- Directed by: Rocky Soraya
- Written by: Riheam Junianti Rocky Soraya
- Starring: Jessica Mila Denny Sumargo Citra Prima
- Distributed by: Netflix Originals
- Release date: November 30, 2017;
- Country: Indonesia
- Language: Indonesian

= The 3rd Eye (2017 film) =

Indonesian 2017 horror film

The 3rd Eye (Mata Batin) is a 2017 Indonesian horror film directed by Rocky Soraya and written by Riheam Junianti and Rocky Soraya. The plot revolves around the young Abel (Bianca Hello) who is seeing mysterious things around her family's home. It was followed by a sequel in 2019, made by the same director/writers.

== Premise ==
The 3rd Eye follows the young Abel (Bianca Hello) who is seeing mysterious things around her family's home. She has a hard time convincing her parents and sister about the sightings though, as they can not see any of the mentioned events themselves. 12 years later, Abel's parents die in a traffic accident and the sisters move back to their old house. In a search for understanding of Abels's ongoing mysterious sightings, the sisters soon learn about "the third eye", a way to see the supernatural world.

== Plot ==
The movie opens with Alia telling her younger 5-year-old sister Abel, that the ghosts she sees and hears are figments of her imagination, but one night a grotesque figure attacks Abel leaving her legs scarred.

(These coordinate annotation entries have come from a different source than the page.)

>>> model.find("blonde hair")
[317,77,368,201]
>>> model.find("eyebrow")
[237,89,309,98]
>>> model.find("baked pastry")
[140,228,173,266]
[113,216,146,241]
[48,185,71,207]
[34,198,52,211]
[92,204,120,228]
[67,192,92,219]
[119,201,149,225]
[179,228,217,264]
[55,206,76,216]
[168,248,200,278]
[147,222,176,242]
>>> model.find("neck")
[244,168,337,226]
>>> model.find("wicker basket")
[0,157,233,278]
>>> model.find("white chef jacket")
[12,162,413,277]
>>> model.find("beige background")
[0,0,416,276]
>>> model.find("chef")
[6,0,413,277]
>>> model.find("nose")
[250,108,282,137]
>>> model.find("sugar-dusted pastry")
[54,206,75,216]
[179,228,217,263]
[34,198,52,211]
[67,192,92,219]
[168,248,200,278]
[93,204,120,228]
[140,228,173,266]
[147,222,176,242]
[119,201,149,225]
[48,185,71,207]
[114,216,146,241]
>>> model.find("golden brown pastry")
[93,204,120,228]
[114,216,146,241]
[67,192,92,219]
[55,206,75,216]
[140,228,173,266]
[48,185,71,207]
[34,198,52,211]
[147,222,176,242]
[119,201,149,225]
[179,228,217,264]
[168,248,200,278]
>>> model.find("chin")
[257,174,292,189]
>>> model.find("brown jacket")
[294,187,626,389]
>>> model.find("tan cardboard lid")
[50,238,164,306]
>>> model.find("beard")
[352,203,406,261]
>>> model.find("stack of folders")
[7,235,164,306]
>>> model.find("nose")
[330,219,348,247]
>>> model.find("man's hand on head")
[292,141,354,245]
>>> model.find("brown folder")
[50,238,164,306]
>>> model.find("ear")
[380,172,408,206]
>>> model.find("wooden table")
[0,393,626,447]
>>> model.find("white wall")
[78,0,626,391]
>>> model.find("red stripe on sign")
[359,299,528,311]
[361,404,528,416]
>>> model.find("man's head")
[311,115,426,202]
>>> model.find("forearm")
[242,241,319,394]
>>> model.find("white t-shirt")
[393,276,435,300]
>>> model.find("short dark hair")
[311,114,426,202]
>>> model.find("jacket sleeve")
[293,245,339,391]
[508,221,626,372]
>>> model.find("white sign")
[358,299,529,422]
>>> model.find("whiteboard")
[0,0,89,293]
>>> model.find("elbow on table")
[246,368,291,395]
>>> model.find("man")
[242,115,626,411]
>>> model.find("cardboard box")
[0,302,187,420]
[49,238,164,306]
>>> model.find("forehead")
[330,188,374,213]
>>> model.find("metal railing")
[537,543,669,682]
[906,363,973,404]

10 years later, Alia is a hard-working professional and Abel is an edgy 15 year old teenager who still sees the ghosts of her childhood. When the sisters' parents die in a car accident, they are forced to leave their current home and return to their parents' old estate where Abel had been attacked years earlier. Alia has been dating a photographer named Davin for 8 months now who joins them at the estate. Abel's hallucinations worsen and she tells Alia that the ghost family that occupies the estate doesn't want them to live there. Alia, now excessively worried about Abel's mental health, decides to take her to a psychiatrist. Abel reveals that her mother had taken her to Bu Windu, a spiritual practitioner, and not a psychologist, when she was a kid. They go to Bu Windu who tells Alia about Abel's open third eye. Alia, who doesn't believe in the paranormal, mockingly asks Mrs. Windu to open her third eye. When her third eye is opened she starts witnessing a string of supernatural beings which makes her finally believe Abel's warnings. It becomes apparent that a family of 3 ghosts occupy Alia and Abel's estate, and want to avenge their deaths. Alia is initially possessed by the 3 ghosts who use her to kill their murderer, the family gardener. They then take Abel with them to the netherworld. Mrs. Windu tells Alia that to rescue Abel she has to go to the netherworld with a spirit so that their energies will blend and she will appear as a ghost to them. Only then it is revealed that Davin was really a spirit all along. He had died in a car accident the same day he had started dating Alia. Alia and Davin save Abel after which he goes to heaven.

Even though everything seems alright, a ghost named Mirah keeps following Alia and Abel to wherever they go.

== Cast ==
- Jessica Mila as Alia, Abel's elder sister and Davin's girlfriend
- Denny Sumargo as Davin, Alia's boyfriend
- Citra Prima as Mrs. Windu, Abel's spiritual advisor
- Bianca Hello as Abel, Alia's younger sister
- Epy Kusnandar as Mr. Asep, Alia's housekeeper
- Anita Hara as Alia's mother
- Derry Drajat as Uncle Herman, Alia's father's friend
- Voke Victoria as Teenage Alia
- Shofia Shireen as Young Abel
- Afdhal Yusman as Alia's father
- Asri Handayani as Mrs. Sumarno, ghost at Alia's house
- Agus Julian as Mr. Sumarno, ghost at Alia's house
- Ladislao as foreigner who likes Alia at cafe
- Daniel Leo as Davin's father
- Dea Rizkyana as Tasya, ghost at hospital

==Release==
It was released on November 30, 2017 in Indonesia cinemas. One year later, it was released on Netflix streaming.